Reputation: 93297
I'm trying to incorporate Lucene.net in my web search.
Currently I have a lucene.net index that contains +1 million documents with 7 fields each. The last field is the "all" field that has the content of the previous fields concatenated. Searching the all field is just EXTREMELY fast :)
But I feel there is more to be found here. How can I make a search that searches one or more space separated strings over all the fields without using the "all" field?
I want to be able to give weights to certain fields. Furthermore it would be really nice if the search contained information on WHERE the hit took place so I can show it in the result.

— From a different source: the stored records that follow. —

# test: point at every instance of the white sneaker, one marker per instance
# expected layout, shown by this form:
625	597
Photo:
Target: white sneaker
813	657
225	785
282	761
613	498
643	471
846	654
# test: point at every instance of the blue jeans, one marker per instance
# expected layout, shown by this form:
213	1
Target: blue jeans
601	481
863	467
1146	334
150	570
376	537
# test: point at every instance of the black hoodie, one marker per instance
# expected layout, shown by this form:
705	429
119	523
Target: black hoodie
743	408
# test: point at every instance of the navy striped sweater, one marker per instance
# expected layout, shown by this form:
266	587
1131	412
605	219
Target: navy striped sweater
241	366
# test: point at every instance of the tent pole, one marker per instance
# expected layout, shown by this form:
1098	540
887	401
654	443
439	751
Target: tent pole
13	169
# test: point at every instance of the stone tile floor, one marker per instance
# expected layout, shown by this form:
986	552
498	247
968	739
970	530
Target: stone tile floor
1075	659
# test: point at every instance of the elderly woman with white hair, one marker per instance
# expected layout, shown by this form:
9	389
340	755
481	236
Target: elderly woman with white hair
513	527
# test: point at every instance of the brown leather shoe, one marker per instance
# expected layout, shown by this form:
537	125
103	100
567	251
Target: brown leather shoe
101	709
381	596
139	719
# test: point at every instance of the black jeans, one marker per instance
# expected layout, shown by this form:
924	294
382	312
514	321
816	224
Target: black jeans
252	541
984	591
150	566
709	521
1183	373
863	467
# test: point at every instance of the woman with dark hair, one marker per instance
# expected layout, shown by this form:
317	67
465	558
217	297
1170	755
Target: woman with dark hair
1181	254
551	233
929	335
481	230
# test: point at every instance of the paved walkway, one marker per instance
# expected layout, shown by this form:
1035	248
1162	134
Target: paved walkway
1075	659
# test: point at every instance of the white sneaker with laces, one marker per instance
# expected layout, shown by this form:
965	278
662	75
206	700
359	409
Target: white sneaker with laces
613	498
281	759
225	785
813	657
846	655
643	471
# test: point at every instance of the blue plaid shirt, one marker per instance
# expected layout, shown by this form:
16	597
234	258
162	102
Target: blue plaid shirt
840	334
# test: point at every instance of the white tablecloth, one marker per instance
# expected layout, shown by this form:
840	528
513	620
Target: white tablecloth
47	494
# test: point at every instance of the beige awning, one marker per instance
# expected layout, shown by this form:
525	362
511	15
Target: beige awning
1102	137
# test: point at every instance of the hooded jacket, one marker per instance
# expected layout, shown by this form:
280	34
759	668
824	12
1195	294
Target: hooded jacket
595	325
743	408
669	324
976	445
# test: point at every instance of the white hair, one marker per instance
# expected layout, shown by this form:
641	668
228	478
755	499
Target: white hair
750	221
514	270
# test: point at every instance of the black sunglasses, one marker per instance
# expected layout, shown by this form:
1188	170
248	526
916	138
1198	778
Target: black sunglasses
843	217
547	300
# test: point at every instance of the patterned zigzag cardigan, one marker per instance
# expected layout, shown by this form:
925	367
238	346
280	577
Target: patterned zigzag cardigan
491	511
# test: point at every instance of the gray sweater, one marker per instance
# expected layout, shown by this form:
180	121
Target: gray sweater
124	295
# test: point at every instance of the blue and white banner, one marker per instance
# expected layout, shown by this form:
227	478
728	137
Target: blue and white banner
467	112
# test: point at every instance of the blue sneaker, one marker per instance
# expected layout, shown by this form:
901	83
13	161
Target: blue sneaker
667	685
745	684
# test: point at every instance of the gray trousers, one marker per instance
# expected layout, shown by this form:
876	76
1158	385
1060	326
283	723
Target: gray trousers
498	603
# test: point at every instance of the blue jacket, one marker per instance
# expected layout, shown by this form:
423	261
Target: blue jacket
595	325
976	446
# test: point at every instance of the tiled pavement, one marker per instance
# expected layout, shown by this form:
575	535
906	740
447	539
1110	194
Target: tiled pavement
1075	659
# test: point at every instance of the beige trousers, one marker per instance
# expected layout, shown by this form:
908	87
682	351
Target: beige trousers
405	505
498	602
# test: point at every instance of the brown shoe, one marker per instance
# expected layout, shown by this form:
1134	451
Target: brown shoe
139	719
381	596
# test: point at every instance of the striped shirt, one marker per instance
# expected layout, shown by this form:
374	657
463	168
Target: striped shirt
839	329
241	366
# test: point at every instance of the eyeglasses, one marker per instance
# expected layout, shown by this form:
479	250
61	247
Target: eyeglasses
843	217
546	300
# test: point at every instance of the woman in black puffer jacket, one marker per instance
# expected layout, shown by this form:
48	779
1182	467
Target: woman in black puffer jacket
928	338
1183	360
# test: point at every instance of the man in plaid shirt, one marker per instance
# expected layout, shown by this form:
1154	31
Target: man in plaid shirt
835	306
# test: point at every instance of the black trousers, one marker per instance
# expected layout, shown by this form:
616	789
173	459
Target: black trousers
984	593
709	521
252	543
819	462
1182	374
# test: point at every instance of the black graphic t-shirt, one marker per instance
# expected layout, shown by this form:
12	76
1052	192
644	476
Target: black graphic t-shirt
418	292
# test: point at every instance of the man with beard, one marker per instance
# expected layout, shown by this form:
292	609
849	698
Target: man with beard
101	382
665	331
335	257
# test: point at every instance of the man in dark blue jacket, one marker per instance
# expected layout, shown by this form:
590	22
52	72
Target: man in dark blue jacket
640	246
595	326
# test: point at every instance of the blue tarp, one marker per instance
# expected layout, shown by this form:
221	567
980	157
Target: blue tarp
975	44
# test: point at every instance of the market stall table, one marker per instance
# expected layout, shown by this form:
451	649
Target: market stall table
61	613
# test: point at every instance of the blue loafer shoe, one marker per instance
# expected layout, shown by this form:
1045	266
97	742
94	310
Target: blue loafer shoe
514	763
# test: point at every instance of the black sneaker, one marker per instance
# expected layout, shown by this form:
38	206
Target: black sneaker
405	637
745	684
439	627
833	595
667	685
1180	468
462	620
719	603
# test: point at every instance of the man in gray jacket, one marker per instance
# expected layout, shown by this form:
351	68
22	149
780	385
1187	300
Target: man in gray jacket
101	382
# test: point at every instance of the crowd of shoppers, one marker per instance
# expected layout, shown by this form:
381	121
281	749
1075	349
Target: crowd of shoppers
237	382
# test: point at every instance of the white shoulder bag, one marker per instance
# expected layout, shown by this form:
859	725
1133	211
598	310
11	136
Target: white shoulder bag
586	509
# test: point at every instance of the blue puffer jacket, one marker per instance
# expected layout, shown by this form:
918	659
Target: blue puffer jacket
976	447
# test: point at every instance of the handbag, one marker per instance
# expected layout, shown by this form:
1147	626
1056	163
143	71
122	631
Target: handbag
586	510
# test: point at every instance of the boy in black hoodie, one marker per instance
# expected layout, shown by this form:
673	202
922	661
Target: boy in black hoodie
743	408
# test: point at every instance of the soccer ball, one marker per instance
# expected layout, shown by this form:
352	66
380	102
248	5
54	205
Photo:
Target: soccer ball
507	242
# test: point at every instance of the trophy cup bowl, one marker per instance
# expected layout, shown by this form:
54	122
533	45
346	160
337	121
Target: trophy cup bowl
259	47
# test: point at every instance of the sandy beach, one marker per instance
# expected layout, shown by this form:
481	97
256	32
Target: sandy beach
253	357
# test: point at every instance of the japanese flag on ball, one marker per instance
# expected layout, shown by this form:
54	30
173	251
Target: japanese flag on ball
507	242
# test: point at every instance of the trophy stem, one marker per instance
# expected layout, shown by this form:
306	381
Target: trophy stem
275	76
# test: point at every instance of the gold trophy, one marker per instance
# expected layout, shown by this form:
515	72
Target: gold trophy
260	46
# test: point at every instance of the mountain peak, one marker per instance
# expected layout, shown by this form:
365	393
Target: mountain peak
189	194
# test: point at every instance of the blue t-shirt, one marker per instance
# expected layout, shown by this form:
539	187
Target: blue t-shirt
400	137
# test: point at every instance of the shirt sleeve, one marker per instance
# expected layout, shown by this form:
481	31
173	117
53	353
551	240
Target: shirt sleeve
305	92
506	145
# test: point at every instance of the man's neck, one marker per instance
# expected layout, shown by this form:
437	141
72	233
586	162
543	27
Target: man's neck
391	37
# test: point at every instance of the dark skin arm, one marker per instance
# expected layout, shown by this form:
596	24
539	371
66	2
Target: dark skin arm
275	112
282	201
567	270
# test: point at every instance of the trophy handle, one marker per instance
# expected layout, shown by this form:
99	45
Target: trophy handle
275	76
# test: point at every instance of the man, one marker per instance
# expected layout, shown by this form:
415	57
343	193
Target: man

I think this is all possible, but I don't immideatelly see how.
Any help?
Upvotes: 6
Views: 1164
Reputation: 3941
I don't think you need to maintain an "all" field.
Good luck
Upvotes: 3
Reputation: 25856
We do something similar, the trick is to specify fields in your query string:
(+Tier1:ribbon^1)^4 OR (+Tier2:ribbon^1)^4 OR (+Tier3:ribbon^1) OR (+Tier4:q*ribbon*^1)^12
In the above example, the user searched for "ribbon" in our application. We have different segments of data in different fields, and the final field "Tier4" contains all the previous terms concatenated together. We prepend the field with a "q", so we can do leading wild-cards, also:
(+Tier4:q*ribbon*^1)^12
Lastly, we use boosts with the caret (^). This ends up weighting things differently. It took a while to get boosts right, and I'm still not 100% happy with them, but they do make a big impact.
Upvotes: 4
Reputation: 115691
You have to get Lucene in Action. Although about original (that is Java) Lucene implementation, it contains all the information you need: about boosts, highlighters, qwery parsers, etc.